Don't guess. Measure. Build an evaluation set of 50-100 query-document pairs where you know the correct retrievals. Run them at different alpha values and track hit rate at k, MRR (mean reciprocal rank), or NDCG. You'll find that the optimal alpha varies by query type, which is why some production systems dynamically adjust alpha based on query classification. Short keyword-heavy queries get a lower alpha. Long conversational queries get a higher one.

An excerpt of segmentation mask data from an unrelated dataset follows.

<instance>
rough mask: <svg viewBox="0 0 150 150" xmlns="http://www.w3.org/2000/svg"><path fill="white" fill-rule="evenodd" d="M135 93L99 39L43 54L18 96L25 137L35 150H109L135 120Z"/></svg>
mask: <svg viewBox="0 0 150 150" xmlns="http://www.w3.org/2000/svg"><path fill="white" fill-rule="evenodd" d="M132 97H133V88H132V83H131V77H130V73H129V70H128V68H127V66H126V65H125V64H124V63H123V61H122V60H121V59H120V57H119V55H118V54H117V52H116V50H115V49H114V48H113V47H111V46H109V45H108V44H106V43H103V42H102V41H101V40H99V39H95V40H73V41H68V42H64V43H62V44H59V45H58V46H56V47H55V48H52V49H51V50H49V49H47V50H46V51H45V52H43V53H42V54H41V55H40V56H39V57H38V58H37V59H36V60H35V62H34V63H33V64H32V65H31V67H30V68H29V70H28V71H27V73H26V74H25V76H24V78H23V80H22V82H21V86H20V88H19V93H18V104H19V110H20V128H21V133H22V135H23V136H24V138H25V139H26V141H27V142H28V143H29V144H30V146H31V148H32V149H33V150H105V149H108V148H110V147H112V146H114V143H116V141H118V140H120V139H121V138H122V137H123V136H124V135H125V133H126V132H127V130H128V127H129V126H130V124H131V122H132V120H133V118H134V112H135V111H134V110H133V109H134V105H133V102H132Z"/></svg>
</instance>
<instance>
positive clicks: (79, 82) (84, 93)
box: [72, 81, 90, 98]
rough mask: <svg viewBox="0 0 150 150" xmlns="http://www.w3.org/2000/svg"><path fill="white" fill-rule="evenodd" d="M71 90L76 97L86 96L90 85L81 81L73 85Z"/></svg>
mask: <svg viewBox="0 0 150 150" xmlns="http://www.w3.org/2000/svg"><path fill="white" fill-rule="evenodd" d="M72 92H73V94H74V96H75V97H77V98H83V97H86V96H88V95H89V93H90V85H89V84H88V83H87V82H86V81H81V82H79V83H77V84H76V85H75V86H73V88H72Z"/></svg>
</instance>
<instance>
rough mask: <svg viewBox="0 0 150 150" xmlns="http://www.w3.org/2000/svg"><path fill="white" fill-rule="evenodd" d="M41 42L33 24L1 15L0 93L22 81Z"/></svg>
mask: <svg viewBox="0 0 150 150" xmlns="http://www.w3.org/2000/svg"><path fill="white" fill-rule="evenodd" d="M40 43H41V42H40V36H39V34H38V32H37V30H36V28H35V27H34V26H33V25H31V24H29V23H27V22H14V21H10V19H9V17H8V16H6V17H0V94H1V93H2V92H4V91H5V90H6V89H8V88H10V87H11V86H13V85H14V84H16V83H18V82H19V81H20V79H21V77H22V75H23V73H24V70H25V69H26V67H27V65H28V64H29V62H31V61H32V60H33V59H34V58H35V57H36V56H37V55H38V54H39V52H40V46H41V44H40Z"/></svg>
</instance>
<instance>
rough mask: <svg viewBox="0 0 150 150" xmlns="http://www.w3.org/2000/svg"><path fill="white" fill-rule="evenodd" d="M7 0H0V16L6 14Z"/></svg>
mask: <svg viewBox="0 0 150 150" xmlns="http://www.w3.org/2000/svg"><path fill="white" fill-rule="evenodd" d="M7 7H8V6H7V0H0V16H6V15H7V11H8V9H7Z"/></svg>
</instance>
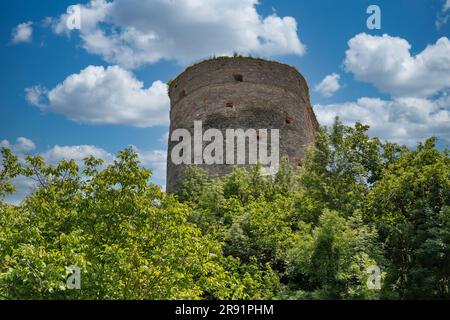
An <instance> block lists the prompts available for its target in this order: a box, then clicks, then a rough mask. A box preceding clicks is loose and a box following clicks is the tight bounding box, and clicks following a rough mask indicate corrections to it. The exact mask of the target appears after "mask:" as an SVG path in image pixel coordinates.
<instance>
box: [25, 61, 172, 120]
mask: <svg viewBox="0 0 450 320" xmlns="http://www.w3.org/2000/svg"><path fill="white" fill-rule="evenodd" d="M26 98H27V100H28V102H29V103H31V104H33V105H35V106H38V107H40V108H41V109H43V110H49V111H52V112H56V113H59V114H62V115H64V116H66V117H67V118H69V119H71V120H74V121H77V122H81V123H91V124H123V125H131V126H135V127H150V126H155V125H167V124H168V121H169V105H170V101H169V97H168V95H167V85H166V84H164V83H162V82H161V81H155V82H154V83H153V84H152V85H151V86H150V87H149V88H144V84H143V83H142V82H141V81H139V80H137V79H136V78H135V77H134V76H133V74H132V73H131V72H129V71H127V70H124V69H122V68H121V67H119V66H110V67H107V68H104V67H102V66H89V67H87V68H85V69H84V70H82V71H81V72H80V73H77V74H72V75H70V76H69V77H67V78H66V79H65V80H64V81H63V82H62V83H60V84H58V85H57V86H56V87H55V88H53V89H51V90H47V89H44V88H42V87H40V86H35V87H31V88H27V89H26Z"/></svg>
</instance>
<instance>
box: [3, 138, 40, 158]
mask: <svg viewBox="0 0 450 320" xmlns="http://www.w3.org/2000/svg"><path fill="white" fill-rule="evenodd" d="M3 147H6V148H8V149H11V151H13V152H15V153H19V154H22V153H27V152H30V151H33V150H34V149H36V145H35V144H34V142H33V141H31V140H30V139H28V138H24V137H19V138H17V140H16V142H15V143H11V142H9V141H8V140H2V141H0V148H3Z"/></svg>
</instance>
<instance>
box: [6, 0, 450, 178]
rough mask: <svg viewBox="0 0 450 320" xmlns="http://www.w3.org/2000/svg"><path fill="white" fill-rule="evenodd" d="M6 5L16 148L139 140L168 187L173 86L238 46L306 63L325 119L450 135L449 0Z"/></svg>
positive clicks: (300, 63)
mask: <svg viewBox="0 0 450 320" xmlns="http://www.w3.org/2000/svg"><path fill="white" fill-rule="evenodd" d="M75 4H80V5H81V11H80V13H81V15H80V17H81V29H80V30H72V31H70V30H68V29H66V23H65V22H66V20H67V16H65V15H64V14H65V13H66V12H67V8H68V6H70V5H75ZM372 4H375V5H378V6H379V7H380V9H381V30H369V29H368V28H367V26H366V20H367V18H368V17H369V15H368V14H367V13H366V9H367V7H368V6H369V5H372ZM0 6H1V11H0V12H1V13H0V15H1V19H0V50H1V59H0V67H1V70H2V75H3V76H2V78H1V86H0V97H1V100H0V108H1V118H0V144H1V145H2V146H9V147H11V148H13V149H15V151H16V152H17V153H19V154H25V153H32V154H43V155H44V156H45V157H46V159H47V160H48V161H49V162H52V161H58V160H60V159H62V158H65V157H75V158H77V159H79V158H81V156H84V155H86V154H87V153H94V154H95V155H98V156H102V157H105V158H106V159H111V157H112V154H114V153H116V152H117V151H118V150H120V149H123V148H125V147H126V146H129V145H134V146H135V147H136V148H137V150H138V151H139V153H140V154H141V156H142V160H143V162H144V164H145V165H146V166H148V167H150V168H153V169H154V171H155V181H156V182H157V183H158V184H161V185H164V184H165V181H164V180H165V178H164V176H165V172H164V168H165V162H164V161H165V160H164V153H165V150H166V146H165V140H166V139H167V138H166V136H165V135H166V133H167V131H168V122H167V119H166V118H167V114H168V100H167V97H164V90H165V83H166V82H167V81H168V80H169V79H171V78H174V77H175V76H176V75H177V74H178V73H180V72H181V71H182V70H183V69H184V68H185V67H186V66H187V65H189V64H191V63H193V62H195V61H198V60H200V59H202V58H207V57H210V56H212V55H220V54H231V53H233V52H235V51H237V52H239V53H242V54H252V55H255V56H260V57H266V58H270V59H274V60H278V61H282V62H285V63H288V64H291V65H294V66H296V67H297V68H298V69H299V70H300V72H301V73H302V74H303V75H304V76H305V78H306V79H307V81H308V83H309V86H310V90H311V102H312V104H313V105H314V108H315V110H316V113H317V116H318V118H319V121H320V122H321V123H322V124H325V125H327V124H329V123H330V121H331V120H330V119H332V118H333V117H334V116H335V115H339V116H340V117H341V118H342V119H343V121H344V122H345V123H348V124H351V123H354V121H356V120H360V121H363V122H366V123H368V124H370V125H372V127H373V128H372V129H371V130H372V131H371V133H372V134H374V135H377V136H381V137H382V138H385V139H389V140H393V141H396V142H400V143H405V144H408V145H411V146H412V145H414V144H415V143H416V142H418V141H421V140H423V139H424V138H426V137H427V136H430V135H436V136H438V138H439V146H440V147H442V148H444V147H446V146H448V145H449V143H450V133H449V132H450V97H449V89H450V42H449V40H448V37H449V36H450V19H449V16H450V1H447V0H389V1H375V0H373V1H364V0H354V1H336V0H318V1H301V0H300V1H280V0H261V1H259V3H257V1H254V0H221V1H219V0H211V1H206V0H205V1H200V0H196V1H194V0H180V1H163V0H139V1H137V0H110V1H108V2H106V1H103V0H94V1H92V2H90V1H81V2H79V3H77V2H74V1H66V0H64V1H63V0H58V1H56V0H52V1H50V0H40V1H30V0H14V1H11V0H9V1H2V3H1V5H0ZM327 76H328V77H327ZM99 79H100V80H99ZM65 80H66V81H65ZM90 81H93V82H92V83H91V82H90ZM114 93H116V94H114Z"/></svg>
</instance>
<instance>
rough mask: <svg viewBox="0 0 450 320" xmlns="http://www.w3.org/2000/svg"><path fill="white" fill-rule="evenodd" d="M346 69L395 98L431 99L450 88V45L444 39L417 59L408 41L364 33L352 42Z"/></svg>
mask: <svg viewBox="0 0 450 320" xmlns="http://www.w3.org/2000/svg"><path fill="white" fill-rule="evenodd" d="M348 45H349V48H348V50H347V51H346V56H345V61H344V67H345V69H346V70H347V71H349V72H352V73H353V74H354V76H355V78H356V79H357V80H359V81H363V82H368V83H371V84H373V85H374V86H375V87H377V88H378V89H379V90H381V91H383V92H387V93H390V94H391V95H392V96H395V97H404V96H407V97H422V98H424V97H430V96H432V95H434V94H436V93H439V92H442V91H443V90H445V89H448V88H450V41H449V39H448V38H446V37H442V38H440V39H439V40H437V42H436V43H435V44H431V45H428V46H427V47H426V48H425V49H424V50H423V51H422V52H420V53H418V54H417V55H415V56H414V55H411V52H410V50H411V45H410V44H409V43H408V41H406V40H405V39H402V38H399V37H392V36H389V35H387V34H385V35H383V36H372V35H368V34H365V33H361V34H358V35H356V36H355V37H353V38H352V39H350V41H349V42H348Z"/></svg>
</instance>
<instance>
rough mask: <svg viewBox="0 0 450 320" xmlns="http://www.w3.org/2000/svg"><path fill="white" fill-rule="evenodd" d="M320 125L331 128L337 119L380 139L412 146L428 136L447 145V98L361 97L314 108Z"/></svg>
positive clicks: (314, 107) (448, 96)
mask: <svg viewBox="0 0 450 320" xmlns="http://www.w3.org/2000/svg"><path fill="white" fill-rule="evenodd" d="M314 111H315V113H316V115H317V118H318V120H319V122H320V123H321V124H322V125H327V126H329V125H331V124H332V123H333V121H334V118H335V117H336V116H339V118H340V119H341V121H342V122H343V123H344V124H346V125H354V123H355V122H357V121H359V122H361V123H363V124H367V125H370V130H369V133H370V134H371V135H372V136H376V137H379V138H381V139H385V140H389V141H392V142H397V143H400V144H406V145H408V146H414V145H415V144H416V143H417V142H419V141H423V140H424V139H426V138H429V137H431V136H436V137H438V138H441V139H443V140H444V141H445V142H446V143H450V96H444V97H441V98H439V99H437V100H429V99H424V98H397V99H394V100H382V99H379V98H366V97H365V98H360V99H358V100H357V101H356V102H348V103H342V104H330V105H316V106H314Z"/></svg>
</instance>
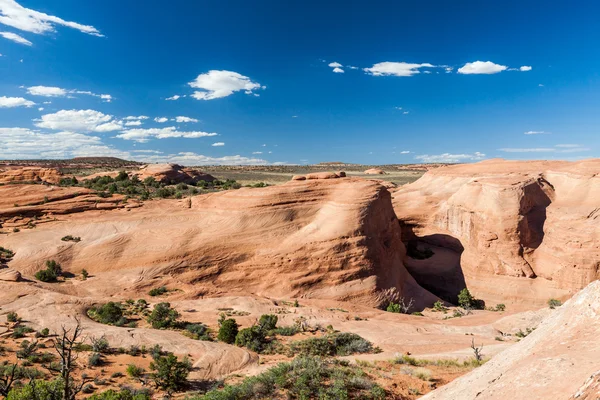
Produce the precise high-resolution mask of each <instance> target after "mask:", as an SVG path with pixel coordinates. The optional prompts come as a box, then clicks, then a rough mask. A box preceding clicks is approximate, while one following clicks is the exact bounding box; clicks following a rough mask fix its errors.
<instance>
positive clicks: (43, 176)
mask: <svg viewBox="0 0 600 400" xmlns="http://www.w3.org/2000/svg"><path fill="white" fill-rule="evenodd" d="M60 178H62V174H61V173H60V172H59V171H58V170H57V169H55V168H38V167H23V168H15V169H7V170H4V171H0V183H13V182H40V183H42V182H45V183H58V181H59V180H60Z"/></svg>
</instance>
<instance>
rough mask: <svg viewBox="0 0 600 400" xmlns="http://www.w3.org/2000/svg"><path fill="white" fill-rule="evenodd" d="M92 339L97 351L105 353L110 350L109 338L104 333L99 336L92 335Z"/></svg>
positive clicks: (99, 352) (92, 343) (109, 343)
mask: <svg viewBox="0 0 600 400" xmlns="http://www.w3.org/2000/svg"><path fill="white" fill-rule="evenodd" d="M90 340H91V342H92V350H93V351H95V352H97V353H105V352H107V351H108V350H110V343H108V340H107V339H106V337H105V336H104V335H102V336H101V337H99V338H95V337H92V338H91V339H90Z"/></svg>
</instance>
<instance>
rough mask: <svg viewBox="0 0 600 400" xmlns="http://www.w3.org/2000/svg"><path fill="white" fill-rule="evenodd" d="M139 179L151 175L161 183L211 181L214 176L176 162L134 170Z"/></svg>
mask: <svg viewBox="0 0 600 400" xmlns="http://www.w3.org/2000/svg"><path fill="white" fill-rule="evenodd" d="M136 174H137V175H138V177H139V178H140V179H141V180H144V179H146V178H148V177H152V178H154V179H156V180H157V181H159V182H162V183H169V184H170V183H197V182H199V181H205V182H212V181H214V180H215V177H214V176H212V175H209V174H205V173H204V172H201V171H198V170H196V169H193V168H187V167H183V166H181V165H178V164H150V165H148V166H146V167H143V168H141V169H140V170H139V172H136Z"/></svg>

A simple heuristic that works surprisingly well: if the query is under 5 words, bias toward BM25. If it's a full sentence, bias toward vector. It's crude, but it beats a static alpha for mixed-intent traffic.

The Takeaway

Hybrid search is the lowest-effort, highest-impact improvement you can make to most RAG pipelines. You're not adding a new component or a separate reranking step. You're changing one query method and adding one parameter. If you're already using Weaviate, it's a five-minute change. If you're not, this is a strong reason to consider it.

Pure vector search is not enough. Pure keyword search is not enough either. The answer, as it usually is in engineering, is to use both and let the data tell you the right balance.